Three transforming growth factor beta (TGF-β) isoforms, TGFB1, TGFB2, and TGFB3, through binding to their receptors (TGFBR1, TGFBR2), initiate signaling that regulates the assembly of ECM. While TGFB1 and TGFB2 act as stimulators of a profibrotic response in the injured cornea, TGFB3 is known for its antifibrotic effect (Priyadarsini et al., 2015). TGF-β signaling stimulates the downstream synthesis of CTGF. As a result, corneal cells are activated and begin to produce different types of collagen and other ECM components (Blalock et al., 2003). The levels of TGFB1, TGFB3, TGFBR2, COL5A2, and CTGF were decreased in this study confirming that previously observed low expression of genes encoding major ECM components, including collagens, may be an effect of TGF-β signaling alteration in KTCN (Joseph, Srivastava & Pfister, 2016; Kabza et al., 2017).

The TGF-β pathway is controlled by SMAD proteins, including SMAD family member 7, which through binding to TGF-β receptors, leads to an inhibition in TGF-β signaling (Yan, Liu & Chen, 2009).
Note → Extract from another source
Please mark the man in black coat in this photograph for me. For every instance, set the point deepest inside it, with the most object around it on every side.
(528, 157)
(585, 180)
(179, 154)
Interestingly, TGF-β transcriptional responses could also be regulated by non-Smad pathways (Zhang, 2009). That could explain decreased SMAD7 level and increased expression of TGFBI, a downstream effector of TGF-β, at the same time. The TGFBI is a significant component of human corneal stroma involved in cell adhesion and migration, which is induced by its interaction with several ECM elements, including collagens (Runager, Enghild & Klintworth, 2008). TGFBI variants have been frequently identified in patients with corneal dystrophies (Chao-Shern et al., 2019), as well as KTCN (Guan et al., 2012). While a significant upregulation of TGFBI in KTCN patients compared to control individuals was also detected previously (Bykhovskaya et al., 2016a), in most transcriptomic or proteomic studies the level of TGFBI in KTCN tissues was decreased (Takács et al., 1999; Zhao et al., 2002). Since different material was used in these mentioned analyses (whole corneas, corneal buttons, or corneal stroma), the observed results could vary because of the influence of other cells on the tissue expression. More studies are needed to verify this data.
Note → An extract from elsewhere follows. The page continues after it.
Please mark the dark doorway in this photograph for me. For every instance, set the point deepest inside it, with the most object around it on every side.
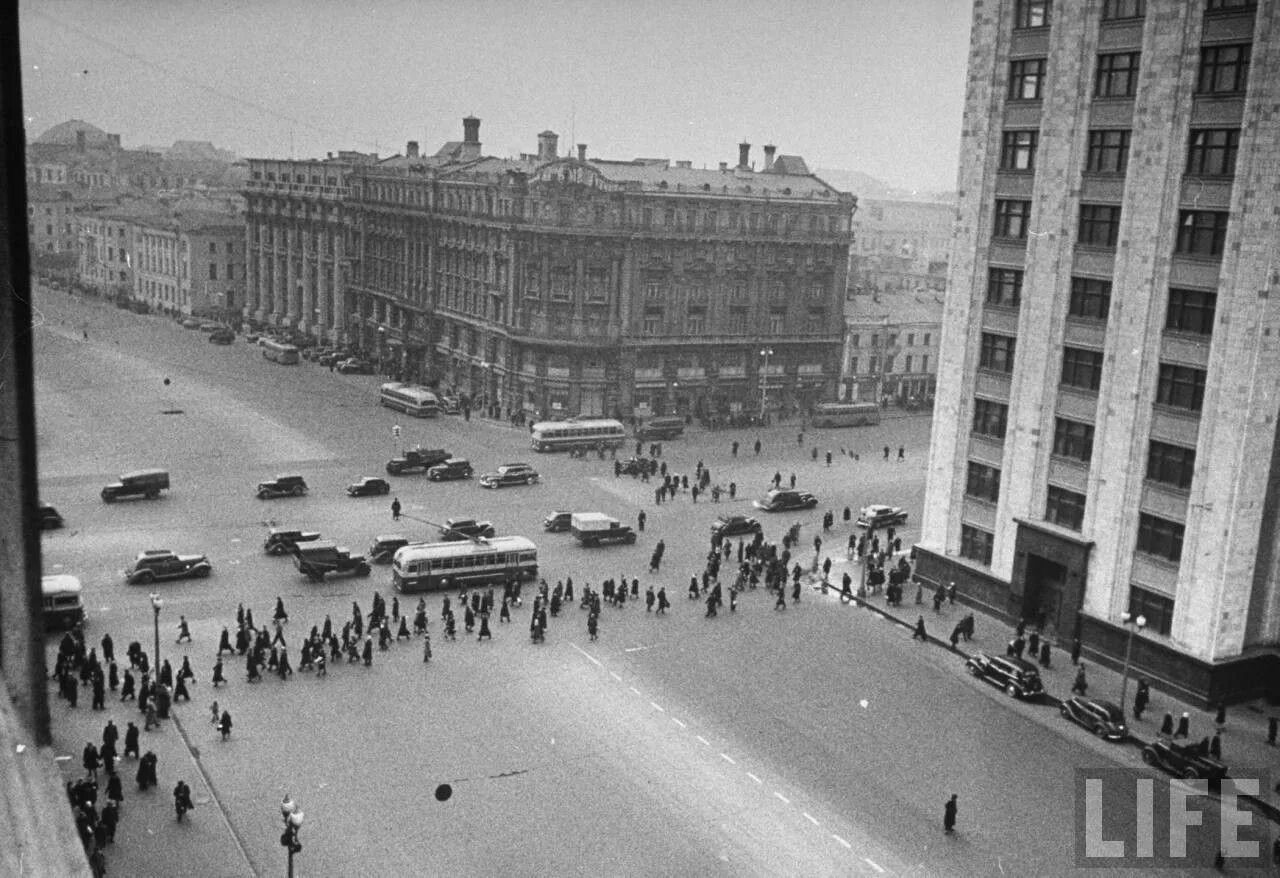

It is known that TGF-β is integrated into higher-order networks and crosstalk between TGF-β, Wnt and Hippo signaling regulates the outcome of signaling activity (Attisano & Wrana, 2013). The Hippo molecular cascade is involved in controlling the eye size, and TEA domain transcription factors, encoded by the TEAD2 and TEAD4 genes, play an essential role in its regulation (Yu & Guan, 2013). Moreover, TEAD2 and TEAD4 transcription factors integrate Hippo and Wnt pathways at the nucleus through cooperation with YAP and TAZ molecules (Attisano & Wrana, 2013). Decreased level of TEAD2 and TEAD4, observed in this study in KTCN corneas, supports our previous data. Also, it indicates that abnormal expression of particular elements of the TGF-β, Hippo, and Wnt pathways might alter signaling crosstalk between these cascades in KTCN. Of note, our recent ES findings showed the accumulation of variants in several genes from Wnt signaling and/or focal adhesion pathways, deregulated in KTCN, further supporting possible involvement of these genes in disease etiology (Karolak et al., 2020).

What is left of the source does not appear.